Tony Kushner is Professor in the Parkes Institute for the Study of Jewish/non-Jewish Relations and History Department at the University of Southampton. Educated at the University of Sheffield (BA and PhD) and the University of Connecticut (MA), he was formerly historian for the Manchester Jewish Museum. He then moved to Southampton to be director of the Parkes Institute in 1986, developing it to be one of the largest centres for Jewish studies in Europe. He is the author of eight monographs, including The Holocaust and the Liberal Imagination: A Social and Cultural History (Blackwell, 1994); The Holocaust: Critical Historical Responses (with Donald Bloxham, Manchester University Press, 2005); Remembering Refugees: Then and Now (Manchester University Press, 2006 and Anglo-Jewry since 1066: Place, Locality and Memory (Manchester University Press, 2009). His most recent book is The Battle of Britishness: Migrant Journeys since 1685 (Manchester University Press, 2012). He is currently working on a study of the construction of ethnicity in the British armed forces and two books relating to the Holocaust: Journeys from the Abyss: The Holocaust and Forced Migration and, with Dr Aimee Bunting, Co-Presents to the Holocaust. He is co-editor of the journal Patterns of Prejudice and deputy editor of Jewish Culture and History.

Mary Humphrey I am a photographer who embraces challenges. I am a collaborative photographer who relishes working with people where relationships are established and maintained. My camera has enabled me to meet diverse sections of the community. An integral element of being an effective photographer is learning and obtaining an understanding of issues, which surround my subjects. This challenging process has made an impact on my development as a photographer. Having enjoyed a fulfilling and successful career in the world of teaching and education, my interest in photography was ignited whilst living in California. My formal photography education started at the College of San Mateo, which resulted in being invited to join the fraternity of the Phi Theta Kappa Honour Society. On returning to England, I continued my photographic development as a student at the Cambridge School of Art, where I was awarded a 1st Class Honours Degree (2011). Having now gained a distinction in a Printmaking M.A. (2014) at the Cambridge School of Art, my objective as a photographer is to continue collaborating with those whose stories are neglected. Through exhibitions and presentations my intention is to stimulate discussion and questions, within the frame and outside the frame, about those whom I photograph. My photographic style blurs the boundaries between portraiture and social reportage. Although I continue to find processing and developing images in the dark-room (colour and black/white) to be exciting and satisfying I now incorporate digital imaging within my portfolio. Projects continue to be shot with film ( 120/35mm) in conjuction with digital photographs. Indeed I am delighted to be able to foster young students’ enthusiasm for dark-room activities whilst teaching at The Leys School in Cambridge.

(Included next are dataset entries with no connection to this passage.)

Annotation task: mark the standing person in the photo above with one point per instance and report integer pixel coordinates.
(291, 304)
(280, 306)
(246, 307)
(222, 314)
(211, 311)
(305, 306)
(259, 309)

Sally Bevan, Senior Archivist, London Metropolitan Archives

Dr Barbara Warnock, Senior Curator and Head of Education, The Wiener Library

Rosita Rosenberg, Liberal Judaism

Dr Verusca Calabria is an interdisciplinary qualitative researcher working across the Social Sciences and Humanities, and an experienced Oral History practitioner. Her research interests encompass psychosocial approaches to mental health, behavioural research methods (oral history and participatory action research), patient and public involvement (PPI), the history of mental health care.


Professor Gavin Schaffer, University of Birmingham. I am a specialist in race and immigration history and have a particular interest in racial science, race and the media and the history of racial violence. My present research also focuses on constructions of Jewish history and the treatment of minorities in Britain during the Second World War.